Please rest assured these current issues are the highest priority for the Polygon PoS team and we’ll keep you updated as soon as we mitigate these issues and use these learnings to strengthen the chain in the future.
Update as of Mar 2nd, 3pm EST:
We’re currently achieving performance improvements across the board as we work on the following issues towards a goal of restoring the network to its optimal state:
-
RPC: One major issue has been solved, and we’re solving an undiagnosed growth issue by reducing the txn pool size.
- We have addressed an issue where gas prices were not matching between RPC nodes and validators, which was causing instability.
- We’re tracking RPC nodes (memory use and total activity) more tightly to catch emerging issues in our own nodes and take corrective actions.

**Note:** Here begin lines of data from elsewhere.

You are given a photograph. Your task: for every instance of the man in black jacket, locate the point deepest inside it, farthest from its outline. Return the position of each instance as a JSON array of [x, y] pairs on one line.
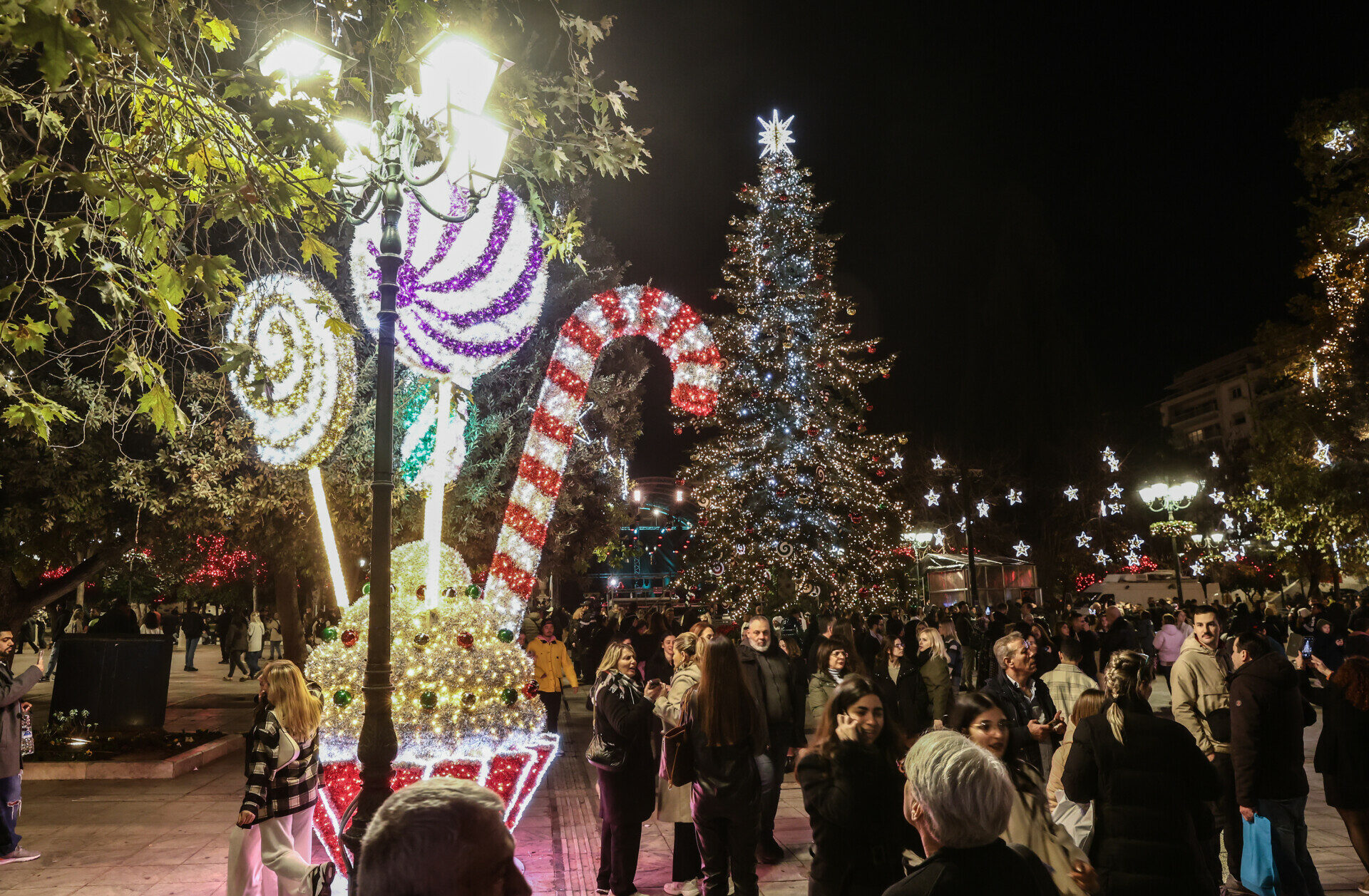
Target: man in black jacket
[[1035, 726], [193, 625], [779, 690], [1268, 714]]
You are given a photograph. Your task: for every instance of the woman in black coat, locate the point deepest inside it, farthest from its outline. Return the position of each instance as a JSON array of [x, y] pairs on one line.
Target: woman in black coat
[[853, 793], [1342, 757], [623, 720], [900, 683], [1147, 780]]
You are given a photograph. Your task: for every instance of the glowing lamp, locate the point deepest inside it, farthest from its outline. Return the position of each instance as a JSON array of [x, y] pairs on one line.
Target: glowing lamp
[[297, 58], [478, 145], [456, 71]]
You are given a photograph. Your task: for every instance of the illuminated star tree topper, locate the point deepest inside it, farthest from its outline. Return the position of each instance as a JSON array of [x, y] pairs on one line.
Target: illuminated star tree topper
[[775, 135]]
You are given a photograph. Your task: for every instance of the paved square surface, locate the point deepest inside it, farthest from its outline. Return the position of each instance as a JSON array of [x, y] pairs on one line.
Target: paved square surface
[[170, 838]]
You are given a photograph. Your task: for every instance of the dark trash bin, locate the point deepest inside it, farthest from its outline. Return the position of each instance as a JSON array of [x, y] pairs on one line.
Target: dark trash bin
[[121, 680]]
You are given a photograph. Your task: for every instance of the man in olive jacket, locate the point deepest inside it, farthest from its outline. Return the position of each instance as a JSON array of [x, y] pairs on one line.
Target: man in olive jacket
[[13, 690]]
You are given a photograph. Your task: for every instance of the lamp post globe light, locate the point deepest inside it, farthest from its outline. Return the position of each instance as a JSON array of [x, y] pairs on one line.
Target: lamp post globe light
[[1165, 498], [455, 80], [919, 543]]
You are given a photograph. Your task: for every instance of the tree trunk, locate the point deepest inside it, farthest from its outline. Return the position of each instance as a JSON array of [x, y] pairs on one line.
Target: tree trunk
[[288, 609], [18, 602]]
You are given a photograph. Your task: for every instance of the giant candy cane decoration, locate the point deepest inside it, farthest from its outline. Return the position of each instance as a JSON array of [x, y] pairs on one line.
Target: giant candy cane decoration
[[630, 311]]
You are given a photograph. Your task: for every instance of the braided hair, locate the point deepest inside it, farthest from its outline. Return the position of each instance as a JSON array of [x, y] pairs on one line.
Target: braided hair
[[1127, 675]]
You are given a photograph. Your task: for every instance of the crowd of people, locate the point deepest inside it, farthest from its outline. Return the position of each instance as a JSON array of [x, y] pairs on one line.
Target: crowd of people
[[1101, 791]]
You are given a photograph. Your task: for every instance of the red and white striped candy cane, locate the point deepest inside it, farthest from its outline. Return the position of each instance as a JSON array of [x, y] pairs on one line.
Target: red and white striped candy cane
[[629, 311]]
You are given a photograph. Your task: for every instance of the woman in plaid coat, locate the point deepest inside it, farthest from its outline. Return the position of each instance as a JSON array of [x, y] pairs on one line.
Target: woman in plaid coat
[[282, 769]]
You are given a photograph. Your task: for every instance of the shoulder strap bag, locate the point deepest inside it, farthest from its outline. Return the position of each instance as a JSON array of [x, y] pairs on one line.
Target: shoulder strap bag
[[600, 753], [677, 750]]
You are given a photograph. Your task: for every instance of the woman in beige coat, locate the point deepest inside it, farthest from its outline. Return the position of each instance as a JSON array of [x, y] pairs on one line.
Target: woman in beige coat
[[672, 802]]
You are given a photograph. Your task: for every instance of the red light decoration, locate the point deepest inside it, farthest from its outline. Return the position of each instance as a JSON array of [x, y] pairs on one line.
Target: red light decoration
[[513, 775]]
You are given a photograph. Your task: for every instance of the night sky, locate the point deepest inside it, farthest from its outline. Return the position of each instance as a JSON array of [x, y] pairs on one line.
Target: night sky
[[1047, 212]]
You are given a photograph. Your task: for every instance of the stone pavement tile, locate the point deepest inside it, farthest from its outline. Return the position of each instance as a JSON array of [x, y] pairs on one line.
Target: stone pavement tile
[[48, 872]]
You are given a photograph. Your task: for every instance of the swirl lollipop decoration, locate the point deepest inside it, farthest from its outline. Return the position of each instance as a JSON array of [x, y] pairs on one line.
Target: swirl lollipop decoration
[[468, 297], [297, 390]]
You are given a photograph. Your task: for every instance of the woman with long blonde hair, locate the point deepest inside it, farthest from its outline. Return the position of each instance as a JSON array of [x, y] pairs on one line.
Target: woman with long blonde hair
[[282, 769]]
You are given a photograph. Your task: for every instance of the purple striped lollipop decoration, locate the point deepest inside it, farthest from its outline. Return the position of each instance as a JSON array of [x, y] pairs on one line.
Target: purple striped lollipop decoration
[[470, 293]]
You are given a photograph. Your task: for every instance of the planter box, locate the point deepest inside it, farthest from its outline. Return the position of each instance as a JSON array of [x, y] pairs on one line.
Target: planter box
[[135, 768]]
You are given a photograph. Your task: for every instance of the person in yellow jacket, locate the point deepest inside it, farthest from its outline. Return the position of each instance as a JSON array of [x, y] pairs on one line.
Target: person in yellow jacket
[[549, 664]]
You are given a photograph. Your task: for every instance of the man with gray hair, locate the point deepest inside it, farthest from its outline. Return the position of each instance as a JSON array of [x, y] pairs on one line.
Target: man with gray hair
[[440, 838], [1034, 723], [958, 796]]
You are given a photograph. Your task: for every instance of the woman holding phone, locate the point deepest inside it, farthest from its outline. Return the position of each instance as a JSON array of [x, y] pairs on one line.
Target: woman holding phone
[[853, 793]]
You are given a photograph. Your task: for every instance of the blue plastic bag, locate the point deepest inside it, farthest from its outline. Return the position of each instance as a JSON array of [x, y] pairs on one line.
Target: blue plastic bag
[[1258, 873]]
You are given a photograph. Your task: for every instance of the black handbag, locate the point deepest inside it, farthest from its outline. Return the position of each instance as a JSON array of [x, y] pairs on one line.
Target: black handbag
[[600, 753]]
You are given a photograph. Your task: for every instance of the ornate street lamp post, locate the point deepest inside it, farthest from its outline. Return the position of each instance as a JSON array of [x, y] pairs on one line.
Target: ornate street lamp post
[[1165, 498], [455, 78]]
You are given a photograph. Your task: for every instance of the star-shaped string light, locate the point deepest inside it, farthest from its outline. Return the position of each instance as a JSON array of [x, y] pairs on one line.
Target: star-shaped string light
[[775, 135], [1340, 140], [1323, 453]]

- There is an as yet undiagnosed growth issue being profiled and investigated, and this is the reason we’ve reduced the current txn pool size. Once we solve this we’ll return to normal.
-
Reorg issues: Proposing block time increase
- We’ve proposed a block interval and wiggle time increase on the forum which will solve the reorg issues.
-
Transaction confirmation time: Few dapps have reported that they are experiencing an increase in tx confirmation time.
- We have seen transaction confirmation time decrease in last few days, but we have to dig deeper into this problem to ensure it decreases further and comes back to normal range.
- Due to the decentralized nature of the network, we can’t do much on the Bor side. However, we are trying to reduce transaction sync latency for major RPC providers like Alchemy.
- One possible short term solution is to increase the fees for your transactions.